Goode is the Premiership’s leading points-scorer this season with 162, nine ahead of Hodgson, but the Sale Sharks fly half has a marginally better strike rate, 72.22 per cent compared with Goode’s 71.25. Both are behind the Premiership’s most successful percentage kicker, Barry Everitt, of London Irish, with 82 per cent, while Paul Grayson (Northampton), Jonny Wilkinson (Newcastle) and Alex King (London Wasps) also have better strike rates.

It would be a surprise were Goode to be preferred at Lansdowne Road, but the warning to Hodgson is plain: he has to demonstrate sooner rather than later that he can kick the pressure goals and tidy up his tactical kicking, or risk losing his place.

Julian White, Goode’s club colleague, remains unavailable because of the neck injury that kept him out of the contest with France and three other players included in the squad in January, before the Six Nations began — Iain Balshaw, James Forrester and Hugh Vyvyan — have not found a place. However, Mathew Tait, the young Newcastle centre capped against Wales, remains involved, which may be some small consolation to his director of rugby, Rob Andrew, who has been critical of Robinson ‘s handling of the teenager.
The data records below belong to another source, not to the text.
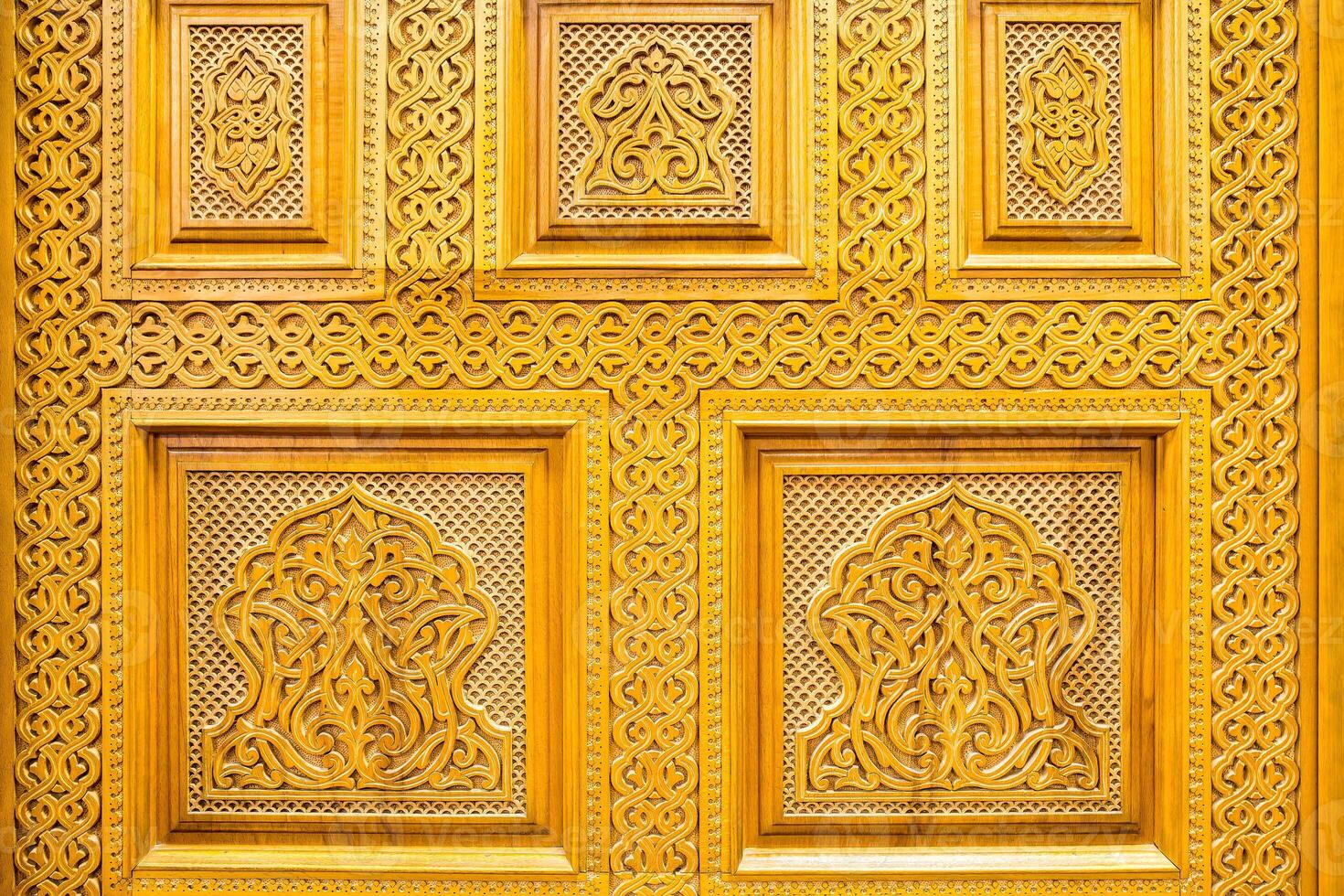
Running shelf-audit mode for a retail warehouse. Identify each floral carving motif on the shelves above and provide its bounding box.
[577,35,737,203]
[200,43,297,208]
[798,482,1109,799]
[1018,37,1112,203]
[206,484,511,799]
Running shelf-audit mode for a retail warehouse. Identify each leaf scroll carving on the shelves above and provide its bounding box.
[206,484,511,799]
[578,35,737,203]
[1018,37,1112,203]
[797,482,1110,799]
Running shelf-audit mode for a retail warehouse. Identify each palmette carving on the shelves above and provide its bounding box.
[797,482,1107,799]
[577,35,737,204]
[206,484,509,799]
[199,42,297,209]
[1016,37,1112,204]
[2,0,1299,870]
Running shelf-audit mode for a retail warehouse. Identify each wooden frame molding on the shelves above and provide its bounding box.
[108,0,381,298]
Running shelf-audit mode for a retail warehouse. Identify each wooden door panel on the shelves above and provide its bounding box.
[0,0,1332,896]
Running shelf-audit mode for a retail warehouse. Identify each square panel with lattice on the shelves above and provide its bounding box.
[108,391,605,877]
[701,392,1195,877]
[927,0,1209,298]
[475,0,836,298]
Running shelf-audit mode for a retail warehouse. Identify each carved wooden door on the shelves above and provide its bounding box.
[0,0,1328,896]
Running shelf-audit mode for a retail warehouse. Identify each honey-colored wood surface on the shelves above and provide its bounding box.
[0,0,1344,896]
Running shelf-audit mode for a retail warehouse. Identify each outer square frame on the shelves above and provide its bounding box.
[700,389,1210,895]
[103,389,607,893]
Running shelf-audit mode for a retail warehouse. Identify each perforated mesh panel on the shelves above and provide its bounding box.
[557,23,754,219]
[188,24,306,220]
[187,472,527,816]
[1003,22,1125,221]
[781,473,1122,816]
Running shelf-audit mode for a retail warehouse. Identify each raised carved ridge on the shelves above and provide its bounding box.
[578,35,738,204]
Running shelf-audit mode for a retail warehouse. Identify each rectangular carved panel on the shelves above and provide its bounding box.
[555,22,757,220]
[701,391,1203,887]
[105,391,605,892]
[781,472,1124,816]
[929,0,1209,298]
[475,0,836,298]
[184,24,314,221]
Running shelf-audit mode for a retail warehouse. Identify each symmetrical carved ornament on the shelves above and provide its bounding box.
[1016,37,1112,203]
[578,35,737,204]
[200,43,297,208]
[0,0,1307,870]
[206,484,511,799]
[797,482,1107,799]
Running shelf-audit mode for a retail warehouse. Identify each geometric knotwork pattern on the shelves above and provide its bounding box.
[558,23,752,219]
[784,473,1121,814]
[188,473,524,816]
[1004,22,1125,220]
[188,26,305,220]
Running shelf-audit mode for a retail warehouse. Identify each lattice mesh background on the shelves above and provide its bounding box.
[188,24,306,220]
[1004,22,1125,221]
[187,472,527,816]
[783,473,1122,816]
[557,23,754,220]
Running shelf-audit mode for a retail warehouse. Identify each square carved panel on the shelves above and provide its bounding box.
[183,469,528,819]
[106,392,605,891]
[703,392,1203,881]
[108,0,381,298]
[929,0,1209,298]
[475,0,835,298]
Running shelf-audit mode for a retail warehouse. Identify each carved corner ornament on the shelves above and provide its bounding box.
[200,43,297,208]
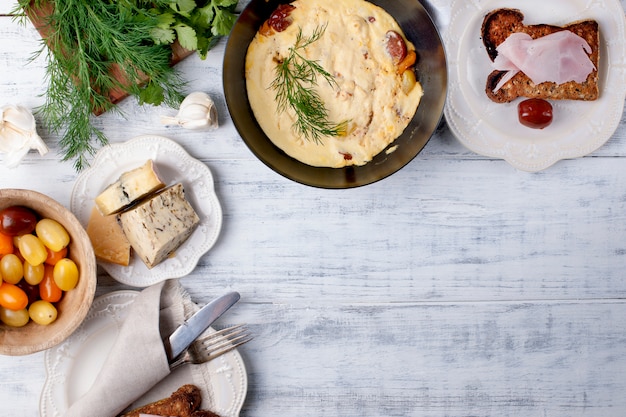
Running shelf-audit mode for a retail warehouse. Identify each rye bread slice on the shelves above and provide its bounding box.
[481,9,600,103]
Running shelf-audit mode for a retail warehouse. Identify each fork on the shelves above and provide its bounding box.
[170,324,252,371]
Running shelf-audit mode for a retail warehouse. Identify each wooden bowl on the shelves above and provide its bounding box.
[0,189,97,356]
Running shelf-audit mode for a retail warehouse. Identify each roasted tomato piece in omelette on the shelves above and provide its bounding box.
[259,4,295,36]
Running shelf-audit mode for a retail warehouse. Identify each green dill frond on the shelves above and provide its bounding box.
[270,25,347,144]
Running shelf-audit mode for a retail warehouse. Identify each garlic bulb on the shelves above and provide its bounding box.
[0,105,48,168]
[161,92,218,129]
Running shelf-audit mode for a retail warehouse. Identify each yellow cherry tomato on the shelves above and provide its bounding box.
[52,258,78,291]
[0,307,30,327]
[35,219,70,252]
[39,265,63,303]
[0,282,28,310]
[23,261,45,285]
[17,235,48,266]
[46,246,67,265]
[28,300,57,326]
[0,253,24,284]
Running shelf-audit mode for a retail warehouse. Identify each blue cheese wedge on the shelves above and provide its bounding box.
[96,159,165,216]
[119,183,200,269]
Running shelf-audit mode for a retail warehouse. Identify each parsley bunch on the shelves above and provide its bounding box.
[14,0,237,171]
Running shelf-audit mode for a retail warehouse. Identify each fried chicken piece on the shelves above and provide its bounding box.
[121,384,200,417]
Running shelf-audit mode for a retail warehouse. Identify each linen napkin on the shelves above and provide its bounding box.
[65,280,211,417]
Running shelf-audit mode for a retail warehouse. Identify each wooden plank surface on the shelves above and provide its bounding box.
[0,0,626,417]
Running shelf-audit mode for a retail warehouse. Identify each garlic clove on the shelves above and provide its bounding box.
[161,92,218,129]
[0,105,48,168]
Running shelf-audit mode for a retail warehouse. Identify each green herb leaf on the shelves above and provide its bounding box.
[150,27,176,45]
[174,23,198,51]
[13,0,237,171]
[170,0,196,17]
[211,10,237,36]
[270,26,348,144]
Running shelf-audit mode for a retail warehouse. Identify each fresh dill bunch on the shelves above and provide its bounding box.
[270,25,347,144]
[14,0,185,171]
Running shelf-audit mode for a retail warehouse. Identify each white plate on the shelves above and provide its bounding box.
[70,136,222,287]
[443,0,626,172]
[39,291,248,417]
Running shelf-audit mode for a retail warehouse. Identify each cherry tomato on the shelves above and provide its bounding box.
[28,300,57,326]
[35,219,70,252]
[23,261,45,285]
[45,246,68,265]
[52,258,78,291]
[385,30,407,64]
[0,253,24,284]
[0,282,28,310]
[17,235,48,266]
[517,98,552,129]
[39,265,63,303]
[15,280,39,304]
[267,4,295,32]
[0,307,30,327]
[0,206,37,236]
[0,229,14,255]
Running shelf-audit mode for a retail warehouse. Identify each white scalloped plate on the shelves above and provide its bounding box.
[39,291,248,417]
[70,136,222,287]
[443,0,626,172]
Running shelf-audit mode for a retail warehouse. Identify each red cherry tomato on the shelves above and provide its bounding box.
[267,4,295,32]
[385,30,407,64]
[517,98,552,129]
[0,282,28,310]
[0,206,37,236]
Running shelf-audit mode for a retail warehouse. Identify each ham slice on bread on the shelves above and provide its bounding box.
[481,9,600,103]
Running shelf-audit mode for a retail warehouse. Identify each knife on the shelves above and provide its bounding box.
[163,292,240,363]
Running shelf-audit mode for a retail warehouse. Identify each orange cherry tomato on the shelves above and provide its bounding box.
[0,282,28,310]
[0,229,14,255]
[39,265,63,303]
[44,246,67,265]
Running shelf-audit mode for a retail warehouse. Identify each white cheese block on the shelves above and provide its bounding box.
[119,183,200,268]
[96,159,165,216]
[87,207,130,266]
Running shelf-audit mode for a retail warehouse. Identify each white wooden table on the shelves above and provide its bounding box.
[0,0,626,417]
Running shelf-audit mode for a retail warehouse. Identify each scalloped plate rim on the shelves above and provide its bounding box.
[443,0,626,172]
[70,135,223,287]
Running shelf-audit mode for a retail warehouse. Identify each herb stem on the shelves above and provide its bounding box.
[270,26,347,144]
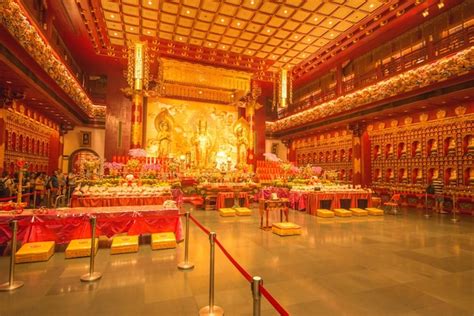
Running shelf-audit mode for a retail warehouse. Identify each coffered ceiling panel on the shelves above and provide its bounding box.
[88,0,392,71]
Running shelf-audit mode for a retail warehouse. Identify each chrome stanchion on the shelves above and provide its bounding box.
[199,232,224,316]
[250,276,263,316]
[425,193,430,218]
[178,211,194,270]
[0,220,24,291]
[81,216,102,282]
[451,194,459,223]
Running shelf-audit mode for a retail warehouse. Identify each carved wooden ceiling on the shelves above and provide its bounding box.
[77,0,390,76]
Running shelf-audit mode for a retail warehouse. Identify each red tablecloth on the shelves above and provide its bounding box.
[0,205,183,245]
[306,192,372,215]
[71,195,173,207]
[288,191,308,211]
[216,192,249,209]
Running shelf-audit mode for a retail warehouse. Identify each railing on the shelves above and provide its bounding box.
[280,26,474,118]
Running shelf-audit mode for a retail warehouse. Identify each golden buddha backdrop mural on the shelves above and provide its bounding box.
[146,98,249,170]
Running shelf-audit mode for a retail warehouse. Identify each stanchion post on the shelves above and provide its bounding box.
[425,192,430,218]
[81,216,102,282]
[178,210,194,270]
[451,194,459,223]
[199,232,224,316]
[0,220,24,291]
[250,276,263,316]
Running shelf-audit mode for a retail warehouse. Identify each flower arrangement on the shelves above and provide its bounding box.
[128,148,146,158]
[126,159,141,170]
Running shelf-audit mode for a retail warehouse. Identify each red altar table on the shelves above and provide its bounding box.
[216,192,249,209]
[71,195,173,207]
[0,205,183,245]
[306,191,372,215]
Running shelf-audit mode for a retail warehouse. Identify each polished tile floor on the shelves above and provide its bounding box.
[0,206,474,316]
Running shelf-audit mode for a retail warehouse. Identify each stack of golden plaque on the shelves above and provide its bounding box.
[316,208,334,218]
[110,236,138,255]
[15,241,55,263]
[272,222,301,236]
[366,207,383,216]
[334,208,352,217]
[151,232,176,250]
[235,207,252,216]
[219,208,235,217]
[349,207,369,216]
[65,238,99,259]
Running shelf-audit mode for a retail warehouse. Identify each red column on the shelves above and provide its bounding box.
[130,93,143,148]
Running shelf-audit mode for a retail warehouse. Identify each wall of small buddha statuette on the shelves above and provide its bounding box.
[367,105,474,195]
[292,130,353,183]
[1,104,59,173]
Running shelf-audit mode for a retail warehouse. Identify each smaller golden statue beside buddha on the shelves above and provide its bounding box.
[234,118,252,167]
[446,137,456,156]
[448,169,458,185]
[413,142,421,158]
[466,135,474,156]
[428,139,438,156]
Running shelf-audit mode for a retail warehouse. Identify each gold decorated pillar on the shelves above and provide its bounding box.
[130,92,143,148]
[349,123,362,185]
[127,42,149,148]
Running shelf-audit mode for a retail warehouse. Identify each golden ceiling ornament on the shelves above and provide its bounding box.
[420,113,428,122]
[436,110,446,119]
[454,105,467,116]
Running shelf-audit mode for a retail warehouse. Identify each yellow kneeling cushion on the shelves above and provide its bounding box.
[235,207,252,216]
[151,232,176,250]
[349,207,369,216]
[110,236,138,255]
[366,207,383,216]
[334,208,352,217]
[65,238,99,259]
[316,208,334,217]
[219,208,235,217]
[272,222,301,236]
[15,241,54,263]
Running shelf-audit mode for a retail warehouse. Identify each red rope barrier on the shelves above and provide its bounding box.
[215,238,252,282]
[189,214,290,316]
[260,285,290,316]
[189,214,211,235]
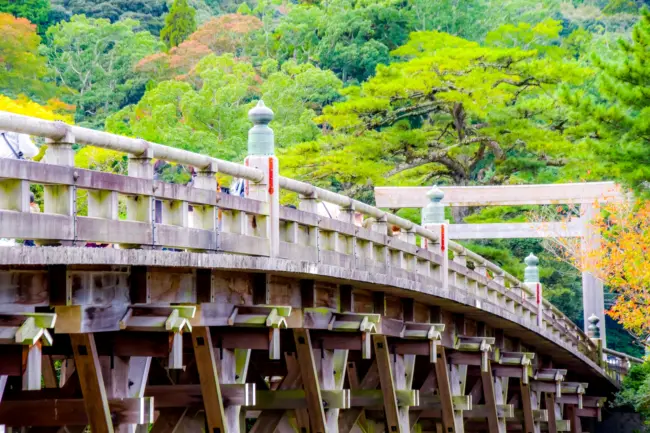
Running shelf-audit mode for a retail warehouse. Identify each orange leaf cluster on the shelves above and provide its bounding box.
[593,202,650,336]
[136,14,262,80]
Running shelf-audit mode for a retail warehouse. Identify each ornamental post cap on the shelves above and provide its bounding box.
[248,99,274,125]
[427,185,445,203]
[524,253,539,267]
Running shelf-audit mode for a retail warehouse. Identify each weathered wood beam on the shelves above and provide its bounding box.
[70,334,113,433]
[434,347,463,433]
[481,361,506,433]
[0,397,154,431]
[192,326,227,433]
[372,334,406,433]
[375,182,623,209]
[293,329,327,433]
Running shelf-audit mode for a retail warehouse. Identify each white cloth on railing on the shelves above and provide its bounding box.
[0,131,38,159]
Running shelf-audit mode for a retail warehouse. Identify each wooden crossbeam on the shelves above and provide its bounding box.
[434,347,463,433]
[0,397,154,427]
[339,360,379,433]
[293,329,327,433]
[481,361,506,433]
[372,334,402,433]
[375,182,623,209]
[519,380,539,433]
[192,326,227,433]
[70,334,113,433]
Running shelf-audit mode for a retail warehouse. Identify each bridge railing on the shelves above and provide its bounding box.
[0,105,636,378]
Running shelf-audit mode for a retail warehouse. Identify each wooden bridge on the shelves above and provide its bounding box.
[0,104,635,433]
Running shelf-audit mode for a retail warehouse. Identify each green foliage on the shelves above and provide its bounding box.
[160,0,196,48]
[106,55,341,160]
[47,15,161,126]
[614,361,650,422]
[50,0,167,35]
[0,13,52,101]
[282,29,590,198]
[566,10,650,195]
[0,0,50,34]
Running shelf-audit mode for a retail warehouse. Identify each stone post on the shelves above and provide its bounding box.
[422,185,449,290]
[244,99,280,257]
[524,253,544,328]
[587,314,607,367]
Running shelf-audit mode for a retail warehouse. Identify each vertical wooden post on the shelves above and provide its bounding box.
[372,334,406,433]
[293,329,327,433]
[519,380,540,433]
[545,392,557,433]
[434,346,464,433]
[191,326,227,433]
[70,334,113,433]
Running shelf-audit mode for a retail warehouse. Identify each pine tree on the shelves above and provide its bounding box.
[566,9,650,196]
[160,0,196,48]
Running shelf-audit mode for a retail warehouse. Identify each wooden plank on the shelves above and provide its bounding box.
[372,334,402,433]
[149,407,188,433]
[250,354,302,433]
[434,346,463,433]
[192,326,227,433]
[481,361,506,433]
[564,404,582,433]
[449,219,585,240]
[0,398,153,424]
[519,380,536,433]
[70,334,113,433]
[293,329,327,433]
[375,182,624,209]
[544,392,557,433]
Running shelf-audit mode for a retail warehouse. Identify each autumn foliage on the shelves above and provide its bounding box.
[594,202,650,336]
[136,14,262,80]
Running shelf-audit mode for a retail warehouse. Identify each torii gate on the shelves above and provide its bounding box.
[375,182,625,344]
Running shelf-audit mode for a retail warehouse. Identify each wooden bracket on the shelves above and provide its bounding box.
[400,322,445,363]
[0,313,56,346]
[228,305,291,329]
[120,305,196,332]
[454,335,499,372]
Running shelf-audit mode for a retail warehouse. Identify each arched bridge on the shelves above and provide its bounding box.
[0,104,634,433]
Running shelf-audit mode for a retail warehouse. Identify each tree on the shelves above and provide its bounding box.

The selection by London Wasps of Josh Lewsey at outside centre for Sunday’s Premiership match against Northampton will mean little to Robinson, who still sees him as a back-three player. But the England head coach will doubtless be relieved that Northampton have chosen Ben Cohen in his international position of wing rather than centre, where he has had to shore up the struggling Saints this season.

Ireland, meanwhile, have added 11 players to the squad that beat Scotland last weekend. They include Brian O’Driscoll and Gordon D’Arcy, the centres, who missed the game at Murrayfield with hamstring injuries and whose fitness will be assessed over the weekend after cryotherapy in Poland this week. Ireland will name their starting XV next Wednesday, England 24 hours earlier.

Advertisement

ENGLAND SQUAD

BACKS: J Robinson (Sale Sharks), B Cohen (Northampton), M Cueto (Sale Sharks), J Lewsey (London Wasps), J Noon (Newcastle), H Paul (Gloucester), O Smith (Leicester), M Tait (Newcastle), O Barkley (Bath), A Goode (Leicester), C Hodgson (Sale Sharks), M Dawson (London Wasps), H Ellis (Leicester), A Gomarsall (Gloucester).

FORWARDS: G Rowntree (Leicester), A Sheridan (Sale Sharks), M Stevens (Bath), P Vickery (Gloucester), G Chuter (Leicester), S Thompson (Northampton), A Titterrell (Sale Sharks), S Borthwick (Bath), D Grewcock (Bath), B Kay (Leicester), S Shaw (London Wasps), M Corry (Leicester), A Hazell (Gloucester), C Jones (Sale Sharks), L Moody (Leicester), J Worsley (London Wasps).

ADDITIONAL IRELAND SQUAD MEMBERS: Backs: T Bowe (Ulster), A Horgan (Munster), S Payne (Munster), G D’Arcy (Leinster), B O’Driscoll (Leinster), K Campbell (Ulster). Forwards: S Best (Ulster), B Jackman (Connacht), G Longwell (Ulster), A Quinlan (Munster), D Leamy (Munster).